長くなってはしまいますが「安心して過ごせる居場所」など別の言葉があったのでは…。
女性が権利を訴えていることが描かれているにも拘わらず「行かず後家」とからかうようにして言う台詞が明るく言われていたのも引っかかりました
あえてその言葉を使っていると感じる演出家の先生もいますが、
今回は演出・振付・音楽・照明・衣装といった全ての美意識が高く緊張感のある舞台だったこともあってこうした単語を自分は看過できず気になったのでした。
家族、子どもという単語が2幕でぽんと出てきたのも気になりました。
踏み込んだことをあえて書くならこうした言葉の選び方が作品のメッセージ性と矛盾を呼び起こすこともあるのではないかと、感じたのです。
月組「ELPIDIO」役ごとの感想
◆ロレンシオ、アルバレス侯爵/鳳月杏
幕開きに登場したちなつさんに脚長い〜〜〜!軍服が引き立つ〜〜〜!と思わず心のの中で悲鳴を上げてました。
また纏っている雰囲気にどこか漂泊しているような当てのなさがあって、どんな男でどうしてこんなことに…ドラマにと引き込まれました。

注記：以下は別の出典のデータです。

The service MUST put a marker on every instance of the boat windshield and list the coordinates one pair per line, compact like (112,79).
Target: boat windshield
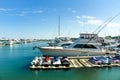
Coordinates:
(85,46)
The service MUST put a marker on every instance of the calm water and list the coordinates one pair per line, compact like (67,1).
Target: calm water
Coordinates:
(15,61)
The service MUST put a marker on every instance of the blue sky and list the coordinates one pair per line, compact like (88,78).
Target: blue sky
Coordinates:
(39,18)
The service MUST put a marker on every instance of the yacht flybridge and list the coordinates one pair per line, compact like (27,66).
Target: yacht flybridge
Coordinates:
(86,44)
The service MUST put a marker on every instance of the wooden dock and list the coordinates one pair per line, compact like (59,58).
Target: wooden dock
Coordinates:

2役?3役?をその場で見事に演じ分ける表現力、抜群のコメディセンスに何度も笑わせられました。
役替りですからお衣装もたくさん、髪型もいろいろ見られて一度で何度でもうれしくなっちゃうのてすが、きっちりめの短髪にお髭が最高でした。
◆パトリシア/彩みちる
由緒ある家柄の貴族の出ですが、ただ男たちの言いなりに生きているような上流階級の女性てはありません。

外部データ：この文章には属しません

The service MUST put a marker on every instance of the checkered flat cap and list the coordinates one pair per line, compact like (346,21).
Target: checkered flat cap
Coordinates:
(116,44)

自らの信念と具体的な目標、人権意識があって自身が持てる者だからこそてきることがあるという自覚もあります。
この凛とした雰囲気が彩みちるちゃんの持ち味とよく合っているように思いました。
「グレート・ギャツビー」のジョーダンもですがみちるちゃんが寄り添うだけで終わらない女性を演じるのがとても似合うと思うんです。
ちなちる(鳳月杏・彩みちる)の大人っぽい雰囲気とロレンシオ、パトリシアが共鳴しあって惹かれ合うのも素敵でしたし、
キスシーンがとてもロマンチックで素敵でした。
(あんまりときめいて語彙を失って素敵と繰り返しています)
最初にロレンシオにキスをするのはパトリシアなんです。
それがまたよくて、そこからの流れもとてもいいんです。
ロレンシオとパトリシアの、この恋になっていく経緯はぜひ舞台を、配信を見て楽しんでいただきたいてす。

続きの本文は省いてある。